Este termo é usado para denotar tanto uma deficiência percebida quanto uma falta real de democracia plena, do ponto de vista de que algumas ações políticas, acordos ou, de um ponto de vista mais geral, arranjos são aplicados na prática da maneira como não estão implícitos adequadamente, pois deveria funcionar em teoria. Durante as últimas três décadas, o défice democrático teve um papel mais proeminente no contexto das instituições governantes da União Europeia (UE) e da sua prática de elaboração de políticas (refere-se principalmente ao Conselho Europeu e à Comissão Europeia). Na verdade, o défice democrático enquanto termo e noção reflecte a insatisfação com a forma como a democracia projectada funciona na prática no quadro da UE a diferentes níveis. 

O termo também está relacionado com o problema da “perspectiva processual” da legitimidade democrática. Temos de ter em mente que, de acordo com o padrão da democracia liberal ocidental, as decisões só podem ser legítimas no caso de cumprirem certos e precisos requisitos processuais, como a participação directa ou indirecta dos cidadãos através de eleições seguidas de inspecção e, finalmente, a plena responsabilização dos decisores políticos. . No entanto, não existe um acordo geral sobre esses princípios democráticos na UE. No entanto, existe um amplo acordo de que a delegação e partilha de soberania reduz a possibilidade de os parlamentos dos Estados-Membros da UE e dos seus cidadãos responsabilizarem os decisores políticos nacionais.
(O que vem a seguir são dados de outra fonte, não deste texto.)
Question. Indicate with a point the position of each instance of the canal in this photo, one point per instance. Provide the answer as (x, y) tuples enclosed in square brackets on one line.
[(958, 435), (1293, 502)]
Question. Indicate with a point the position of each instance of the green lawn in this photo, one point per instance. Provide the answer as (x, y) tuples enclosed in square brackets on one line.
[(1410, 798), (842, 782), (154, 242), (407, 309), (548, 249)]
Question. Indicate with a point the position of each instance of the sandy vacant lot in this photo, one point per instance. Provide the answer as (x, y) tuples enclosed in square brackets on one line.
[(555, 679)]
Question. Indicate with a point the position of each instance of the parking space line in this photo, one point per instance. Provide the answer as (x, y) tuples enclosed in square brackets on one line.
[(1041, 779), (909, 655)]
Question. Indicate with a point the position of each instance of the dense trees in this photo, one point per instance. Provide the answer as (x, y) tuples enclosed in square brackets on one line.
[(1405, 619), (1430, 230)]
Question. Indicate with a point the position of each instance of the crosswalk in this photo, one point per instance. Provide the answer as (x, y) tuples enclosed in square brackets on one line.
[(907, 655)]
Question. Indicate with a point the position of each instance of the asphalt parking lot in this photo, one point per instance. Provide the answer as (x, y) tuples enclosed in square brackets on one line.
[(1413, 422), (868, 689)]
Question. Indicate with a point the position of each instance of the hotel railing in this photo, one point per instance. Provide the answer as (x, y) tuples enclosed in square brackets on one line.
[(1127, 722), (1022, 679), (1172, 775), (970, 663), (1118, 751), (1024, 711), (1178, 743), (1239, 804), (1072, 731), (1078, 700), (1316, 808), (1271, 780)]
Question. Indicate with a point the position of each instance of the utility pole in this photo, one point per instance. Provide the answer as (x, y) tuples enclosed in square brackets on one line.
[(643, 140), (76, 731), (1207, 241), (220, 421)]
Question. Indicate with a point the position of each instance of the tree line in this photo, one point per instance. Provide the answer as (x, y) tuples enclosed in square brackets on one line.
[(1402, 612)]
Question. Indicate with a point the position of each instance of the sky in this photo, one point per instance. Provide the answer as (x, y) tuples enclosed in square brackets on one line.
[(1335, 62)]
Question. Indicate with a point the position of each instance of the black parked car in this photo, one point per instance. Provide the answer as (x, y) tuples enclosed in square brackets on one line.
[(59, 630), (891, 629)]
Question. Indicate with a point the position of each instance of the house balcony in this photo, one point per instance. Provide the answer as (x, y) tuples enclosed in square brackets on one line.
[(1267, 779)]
Finalmente, há uma enorme disputa sobre soluções (métodos) práticas e eficazes para eliminar ou, pelo menos tanto quanto possível, minimizar o défice democrático. Por um lado, sugere-se fortalecer os poderes do Parlamento Europeu eleito directamente como a solução mais óptima para, pelo menos, minimizar o problema do défice democrático. No entanto, há quem afirme que os decisores políticos nacionais só podem prestar contas aos parlamentos nacionais e, por isso, rejeitam a ideia de capacitar o Parlamento Europeu. Basicamente, estas diferentes abordagens para resolver o problema do défice democrático dentro da UE, mas também noutros lugares, estão enraizadas em diferenças históricas no desenvolvimento das legislaturas nacionais. No entanto, em geral, o problema do défice democrático é uma das maiores lacunas do processo de democratização que inclui também uma política anti-corrupção e uma luta contra o problema significativo da abstinência eleitoral. 

Imagem: Mahadi Rteil/ Al Mayadeen

* Historiador, analista político e pesquisador do Centro de Estudos Geoestratégicos de Belgrado, Sérvia.